NEWS  /  Analysis

Trump Demands Intel CEO Resign Over Ties to China, Intel Stock Tumbles

By  Chelseasun  Aug 07, 2025, 2:25 p.m. ET

A source familiar with the matter previously told Reuters that Tan had divested his stakes in Chinese ventures, although no specifics were disclosed.

AsianFin -- U.S. President Donald Trump on Thursday called for the immediate resignation of Intel’s newly appointed CEO Lip-Bu Tan, describing him as “highly conflicted” over investments in Chinese tech firms.

Tan, a prominent figure in the semiconductor industry, is reported by Reuters to have invested over $200 million in numerous Chinese advanced manufacturing and chip companies—some of which are allegedly tied to the Chinese military.

Trump’s statement came shortly after Republican Senator Tom Cotton sent a letter to Intel’s board chair raising concerns about Tan’s China connections and referencing a recent criminal case involving his former firm, Cadence Design.

"The CEO of INTEL is highly CONFLICTED and must resign, immediately. There is no other solution to this problem," Trump wrote on his Truth Social platform. His remarks triggered a nearly 3% drop in Intel’s stock (INTC.O) during late morning trading.

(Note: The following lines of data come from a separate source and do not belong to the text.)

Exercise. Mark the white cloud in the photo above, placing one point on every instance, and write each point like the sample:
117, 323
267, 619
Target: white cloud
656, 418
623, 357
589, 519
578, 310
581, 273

The controversy arrives at a sensitive time for Intel, which has positioned itself as a linchpin in the U.S. strategy to restore domestic chip production. The company secured $8 billion in federal subsidies last year—the largest allocation under the 2022 CHIPS Act—to fund new semiconductor facilities in Ohio and other states.

Trump’s public demand for a CEO’s ouster is a rare move from a U.S. president and has stirred debate among investors and business leaders.

Intel and Tan, who became CEO in March, have not made any response to Trump's social media post. Following a news report published Wednesday detailing U.S. lawmakers’ concerns over Tan’s business dealings in China, an Intel spokesperson stated that both the company and its CEO remain deeply committed to U.S. national security and their role in the country’s defense ecosystem.

Tan’s investments allegedly include firms that contract with the Chinese military. 

The analysis by Reuters identified 20 firms or funds in which Walden, Tan’s venture capital firm, is currently co-owned by Chinese government entities or state-backed enterprises. These investments often involved municipal funds from tech hubs like Hangzhou, Hefei, and Wuxi.

A source familiar with the matter previously told Reuters that Tan had divested his stakes in Chinese ventures, although no specifics were disclosed. 

Tan, a Malaysian-born Chinese American, previously served as CEO of Cadence Design Systems from 2008 to 2021. During that time, the firm reportedly sold software to a Chinese military university believed to be involved in nuclear simulation research.

Last month, Cadence agreed to plead guilty and pay more than $140 million to settle U.S. criminal charges related to those transactions.

"We don't believe Lip-Bu is 'conflicted,' though given the nature of this administration the China ties are seemingly creating an increasingly bad look," said Bernstein analyst Stacy Rasgon. "And unfortunately, unlike other tech CEOs Lip-Bu does not appear to have cultivated the kind of personal relationship with Trump that would help to assuage his ire."

A White House official weighed in, stating, "President Trump remains fully committed to safeguarding our country's national and economic security. This includes ensuring iconic American companies in cutting-edge sectors are led by men and women who Americans can trust."

Intel at a Crossroads

Once considered the crown jewel of Silicon Valley’s chip dominance, Intel has faced mounting struggles in recent years. It has lost manufacturing leadership to Taiwan’s TSMC and has virtually no stake in the rapidly growing AI chip sector, where Nvidia now dominates.

Intel has also been losing ground in its traditional strongholds—data centers and personal computing—to competitors like AMD. The company’s stock has remained flat in 2025 following a 60% plunge in 2024. Its market capitalization dipped below $100 billion, while Nvidia recently became the first $4 trillion company.

Intel’s profit margins have also plummeted to about half their historical highs. Late last year, the board ousted then-CEO Pat Gelsinger, cutting short his four-year roadmap aimed at regaining Intel’s competitive edge. 

In selecting Tan, the board aimed to bring in a leader with deep industry knowledge and a strong track record in tech investments. Since taking the reins, Tan has pivoted sharply away from Gelsinger’s strategy. He has slashed Intel’s workforce and paused construction of several planned manufacturing plants worldwide.

A key part of Intel’s turnaround plan—its next-gen chip production process—has hit roadblocks, with quality issues.

Meanwhile, Intel has further delayed construction on its Ohio facility, which is now expected to be completed around 2030 or 2031.

Ohio Senator Bernie Moreno criticized the company’s delays, writing on X, “It is pretty obvious that Intel failed its commitments to the state and that Ohio should start a fraud investigation.”